6°   dziś 7°   jutro
Piątek, 05 grudnia Saba, Kryspin, Gerard, Sabina, Edyta, Krystyna, Norbert

Ludomir Handzel po akcji CBA: „próba detronizacji za pomocą służb; sfrustrowane małżeństwo”

Opublikowano  Zaktualizowano 

Po zatrzymaniu przez CBA prezydent Nowego Sącza Ludomir Handzel i jego zastępca Artur Bochenek zorganizowali konferencję prasową. Samorządowcy przekazali swoje stanowisko w sprawie postępowania prowadzonego przez Prokuraturę Europejską. Prezydenci nie zamierzają rezygnować ze swoich funkcji. Utrzymują, że są niewinni, a sprawa – według nich – ma charakter polityczny.

W ubiegły czwartek Handzel i Bochenek zostali zatrzymani przez Centralne Biuro Antykorupcyjne; usłyszeli zarzuty w śledztwie dotyczącym nieprawidłowości przy przetargu publicznym na organizację kursów i warsztatów finansowanych z funduszy unijnych w ramach projektu „Rozwój Centrum Kompetencji Zawodowych w Nowym Sączu. Śledztwo nadzoruje Prokuratura Europejska. Jak wówczas przekazano, zatrzymania dotyczyły sześciu osób, w tym czterech urzędników Urzędu Miasta w Nowym Sączu.

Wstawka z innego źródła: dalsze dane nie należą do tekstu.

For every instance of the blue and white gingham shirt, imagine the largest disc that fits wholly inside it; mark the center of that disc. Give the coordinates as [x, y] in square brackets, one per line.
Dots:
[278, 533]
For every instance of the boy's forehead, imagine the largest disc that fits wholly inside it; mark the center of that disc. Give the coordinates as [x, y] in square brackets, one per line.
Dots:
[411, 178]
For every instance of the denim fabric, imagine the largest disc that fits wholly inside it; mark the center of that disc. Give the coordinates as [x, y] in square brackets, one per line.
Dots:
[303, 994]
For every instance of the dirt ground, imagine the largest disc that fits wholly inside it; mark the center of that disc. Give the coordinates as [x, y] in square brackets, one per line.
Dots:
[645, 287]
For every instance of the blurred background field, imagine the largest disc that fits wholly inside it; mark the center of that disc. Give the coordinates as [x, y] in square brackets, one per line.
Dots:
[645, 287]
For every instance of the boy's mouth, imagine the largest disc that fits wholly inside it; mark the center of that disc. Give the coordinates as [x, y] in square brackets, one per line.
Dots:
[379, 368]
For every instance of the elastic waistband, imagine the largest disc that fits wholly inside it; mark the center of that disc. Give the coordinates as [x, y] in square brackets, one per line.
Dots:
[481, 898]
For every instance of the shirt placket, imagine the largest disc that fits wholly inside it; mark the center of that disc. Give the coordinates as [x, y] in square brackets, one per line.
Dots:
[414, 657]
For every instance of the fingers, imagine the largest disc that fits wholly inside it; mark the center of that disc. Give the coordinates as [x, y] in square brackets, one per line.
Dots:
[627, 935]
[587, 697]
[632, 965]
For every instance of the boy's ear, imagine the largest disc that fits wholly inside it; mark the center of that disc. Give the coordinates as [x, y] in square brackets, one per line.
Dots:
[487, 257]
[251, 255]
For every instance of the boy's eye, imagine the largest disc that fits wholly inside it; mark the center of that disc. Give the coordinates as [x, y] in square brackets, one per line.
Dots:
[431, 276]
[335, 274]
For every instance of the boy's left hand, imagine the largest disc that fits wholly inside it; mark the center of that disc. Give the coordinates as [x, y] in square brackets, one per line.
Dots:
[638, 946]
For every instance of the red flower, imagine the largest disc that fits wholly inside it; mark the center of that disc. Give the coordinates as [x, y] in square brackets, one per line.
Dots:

- Nie zamierzamy rezygnować ze swoich funkcji. Pracujemy dalej, pozyskujemy środki zewnętrzne na rozwój miasta. Jeżeli zajdzie taka potrzeba, poddamy się ocenie mieszkańców w referendum – oświadczył we wtorek Handzel podczas konferencji prasowej w Nowym Sączu.

Według prezydenta Nowego Sącza mieszkańcy wiedzą, jaki sprawa „ma kontekst”. - W 2018 roku sądeczanie wybrali zmiany, rozwój i otwartość, a rok temu potwierdzili ten wybór. Pokonałem panią Iwonę Mularczyk (ówczesną kandydatkę PiS na stanowisko prezydenta miasta w wyborach samorządowych - przyp. PAP), co – jak widać – dla tej strony było wielkim zawodem. Dziś mamy próbę detronizacji za pomocą służb, pomówień i absurdalnych zarzutów – ocenił Handzel.

Artur Bochenek odczytał z kolei podczas konferencji oświadczenie, w którym podkreślił, że „sprawa nie dotyczy korupcji, uzyskania korzyści majątkowej ani budowy stadionu czy innych miejskich inwestycji”. Według niego postępowanie dotyczy przetargu na szkolenia dla nauczycieli, w którym ofertę złożyła Sądecka Agencja Rozwoju Regionalnego (SARR) – spółka komunalna należąca do gmin regionu.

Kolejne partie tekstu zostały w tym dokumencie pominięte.